What’s pork belly trading?

pork bellyA pork belly is a boneless cut of fatty meat from the belly of a pig. Pork bellies can be salted and/or smoked to preserve them without the need for refrigeration (but nowadays freezing them is common). In the United States, trade in pork bellies really took off in the 19th century when as a lot of people moved into cities (thus not raising their own pigs anymore) and the expanding railroad system made it possible to transport pork bellies for a comparatively low cost.

On August 18, 1961, the first pork belly commodities futures contract was created by the Chicago Mercantile Exchange (MCE). Meat packers who processed and sold pork wanted a way to decrease their exposure to the volatility of the pork belly price and the volatility of the price of processed pork products, such as bacon.
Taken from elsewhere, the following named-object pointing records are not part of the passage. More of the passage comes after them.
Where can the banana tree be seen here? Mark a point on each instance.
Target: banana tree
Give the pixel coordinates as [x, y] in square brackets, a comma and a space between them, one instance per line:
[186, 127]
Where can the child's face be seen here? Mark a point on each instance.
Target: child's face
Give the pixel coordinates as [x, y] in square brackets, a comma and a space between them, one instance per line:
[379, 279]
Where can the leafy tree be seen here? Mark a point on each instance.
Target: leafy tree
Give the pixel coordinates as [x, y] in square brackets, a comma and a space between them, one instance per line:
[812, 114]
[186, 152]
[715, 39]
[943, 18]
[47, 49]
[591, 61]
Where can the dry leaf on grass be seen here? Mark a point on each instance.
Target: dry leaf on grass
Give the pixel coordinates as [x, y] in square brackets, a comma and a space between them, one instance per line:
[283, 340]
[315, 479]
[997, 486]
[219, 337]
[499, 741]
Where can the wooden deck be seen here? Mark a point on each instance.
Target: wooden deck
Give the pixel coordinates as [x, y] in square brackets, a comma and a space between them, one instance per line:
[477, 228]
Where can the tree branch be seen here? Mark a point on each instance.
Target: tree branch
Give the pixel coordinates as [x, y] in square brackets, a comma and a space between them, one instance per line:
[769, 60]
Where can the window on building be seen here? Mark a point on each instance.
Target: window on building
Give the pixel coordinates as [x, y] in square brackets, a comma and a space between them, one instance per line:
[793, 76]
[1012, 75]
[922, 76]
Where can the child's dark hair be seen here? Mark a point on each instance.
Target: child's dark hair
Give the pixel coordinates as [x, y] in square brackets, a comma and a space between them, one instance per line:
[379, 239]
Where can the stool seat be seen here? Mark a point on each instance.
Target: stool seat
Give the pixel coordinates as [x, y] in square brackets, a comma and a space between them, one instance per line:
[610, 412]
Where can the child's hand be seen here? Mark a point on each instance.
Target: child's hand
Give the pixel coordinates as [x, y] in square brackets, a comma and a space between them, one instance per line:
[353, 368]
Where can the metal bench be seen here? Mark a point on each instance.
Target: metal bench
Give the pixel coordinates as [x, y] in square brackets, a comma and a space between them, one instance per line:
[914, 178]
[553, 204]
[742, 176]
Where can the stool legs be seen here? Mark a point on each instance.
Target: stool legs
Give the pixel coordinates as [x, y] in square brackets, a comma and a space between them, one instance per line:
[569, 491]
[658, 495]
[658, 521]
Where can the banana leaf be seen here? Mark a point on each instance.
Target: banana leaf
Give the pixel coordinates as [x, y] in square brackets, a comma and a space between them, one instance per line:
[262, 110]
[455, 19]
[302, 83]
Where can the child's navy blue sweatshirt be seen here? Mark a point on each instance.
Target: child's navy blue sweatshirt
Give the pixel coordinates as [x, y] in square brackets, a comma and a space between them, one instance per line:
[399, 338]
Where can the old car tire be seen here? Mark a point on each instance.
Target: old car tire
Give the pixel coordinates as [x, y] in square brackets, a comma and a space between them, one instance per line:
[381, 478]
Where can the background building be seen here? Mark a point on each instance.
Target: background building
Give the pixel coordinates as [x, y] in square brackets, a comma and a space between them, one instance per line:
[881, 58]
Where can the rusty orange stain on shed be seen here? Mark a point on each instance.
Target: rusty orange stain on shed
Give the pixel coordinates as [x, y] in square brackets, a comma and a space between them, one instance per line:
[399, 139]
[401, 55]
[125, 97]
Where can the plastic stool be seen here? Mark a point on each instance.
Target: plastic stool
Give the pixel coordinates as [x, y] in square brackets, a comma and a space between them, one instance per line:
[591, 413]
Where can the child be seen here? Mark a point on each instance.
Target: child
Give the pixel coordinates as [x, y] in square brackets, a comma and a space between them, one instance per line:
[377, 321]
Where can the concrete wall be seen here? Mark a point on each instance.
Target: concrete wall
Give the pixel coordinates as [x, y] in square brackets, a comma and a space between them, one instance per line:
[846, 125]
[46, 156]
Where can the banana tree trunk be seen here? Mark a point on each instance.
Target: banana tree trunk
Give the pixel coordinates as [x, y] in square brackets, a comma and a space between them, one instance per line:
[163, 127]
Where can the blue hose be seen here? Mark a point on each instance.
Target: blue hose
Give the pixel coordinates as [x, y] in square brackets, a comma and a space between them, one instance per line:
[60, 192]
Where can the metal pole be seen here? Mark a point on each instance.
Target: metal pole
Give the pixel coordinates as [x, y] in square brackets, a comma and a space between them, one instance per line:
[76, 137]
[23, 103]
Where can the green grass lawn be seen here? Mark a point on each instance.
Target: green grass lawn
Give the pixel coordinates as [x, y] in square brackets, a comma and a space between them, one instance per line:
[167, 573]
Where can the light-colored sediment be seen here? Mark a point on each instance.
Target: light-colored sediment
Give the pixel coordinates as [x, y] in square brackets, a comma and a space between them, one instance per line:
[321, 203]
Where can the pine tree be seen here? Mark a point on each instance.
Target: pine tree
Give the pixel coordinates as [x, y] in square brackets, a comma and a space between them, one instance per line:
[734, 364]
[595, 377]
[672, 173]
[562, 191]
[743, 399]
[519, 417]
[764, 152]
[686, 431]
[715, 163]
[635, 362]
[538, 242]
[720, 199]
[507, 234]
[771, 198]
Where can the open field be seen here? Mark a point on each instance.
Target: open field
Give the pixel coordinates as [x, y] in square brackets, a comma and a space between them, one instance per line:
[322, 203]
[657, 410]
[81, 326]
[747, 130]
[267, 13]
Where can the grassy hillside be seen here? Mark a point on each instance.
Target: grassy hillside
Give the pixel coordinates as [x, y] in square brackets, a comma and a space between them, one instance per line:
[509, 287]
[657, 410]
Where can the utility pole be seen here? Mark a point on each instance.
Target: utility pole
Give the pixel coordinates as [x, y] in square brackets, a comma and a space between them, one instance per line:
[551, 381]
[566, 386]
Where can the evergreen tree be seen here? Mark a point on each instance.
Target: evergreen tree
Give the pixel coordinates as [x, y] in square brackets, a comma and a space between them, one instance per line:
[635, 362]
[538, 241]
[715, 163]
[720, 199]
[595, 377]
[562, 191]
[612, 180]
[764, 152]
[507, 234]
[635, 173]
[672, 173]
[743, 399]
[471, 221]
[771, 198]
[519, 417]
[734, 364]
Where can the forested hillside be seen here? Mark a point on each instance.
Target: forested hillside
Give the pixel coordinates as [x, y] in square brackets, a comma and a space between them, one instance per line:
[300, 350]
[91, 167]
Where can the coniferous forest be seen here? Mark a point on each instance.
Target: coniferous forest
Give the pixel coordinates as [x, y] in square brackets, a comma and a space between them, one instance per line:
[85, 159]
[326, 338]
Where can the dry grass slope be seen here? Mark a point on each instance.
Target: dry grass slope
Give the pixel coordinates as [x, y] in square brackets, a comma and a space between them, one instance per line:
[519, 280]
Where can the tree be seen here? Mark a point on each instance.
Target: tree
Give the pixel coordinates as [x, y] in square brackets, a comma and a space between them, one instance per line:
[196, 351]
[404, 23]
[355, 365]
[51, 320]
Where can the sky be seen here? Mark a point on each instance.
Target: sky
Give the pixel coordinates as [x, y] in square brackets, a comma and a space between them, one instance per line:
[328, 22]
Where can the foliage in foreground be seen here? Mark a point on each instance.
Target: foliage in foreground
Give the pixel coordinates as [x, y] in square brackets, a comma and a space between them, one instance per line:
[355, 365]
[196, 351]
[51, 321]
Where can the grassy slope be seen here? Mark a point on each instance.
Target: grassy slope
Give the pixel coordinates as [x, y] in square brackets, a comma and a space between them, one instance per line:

By using pork belly futures contract, they could manage risk and plan their business better. The unit of trading for these futures contracts was 20 short tons of frozen, trimmed pork bellies.

Trading in pork belly futures contracts

Futures contracts for pork belly are no longer traded on the Chicago Mercantile Exchange (CME) in the United States, but they are still traded on the Dalian Commodities Exchange (DCE) in China. They were delisted for trading at CME on July 18, 2011.

The spot price for pork belly tend to vary depending on seasonal demand for pork products, the amount of inventory held in storage and the cost of grain. (Grain is used to feed the pigs.)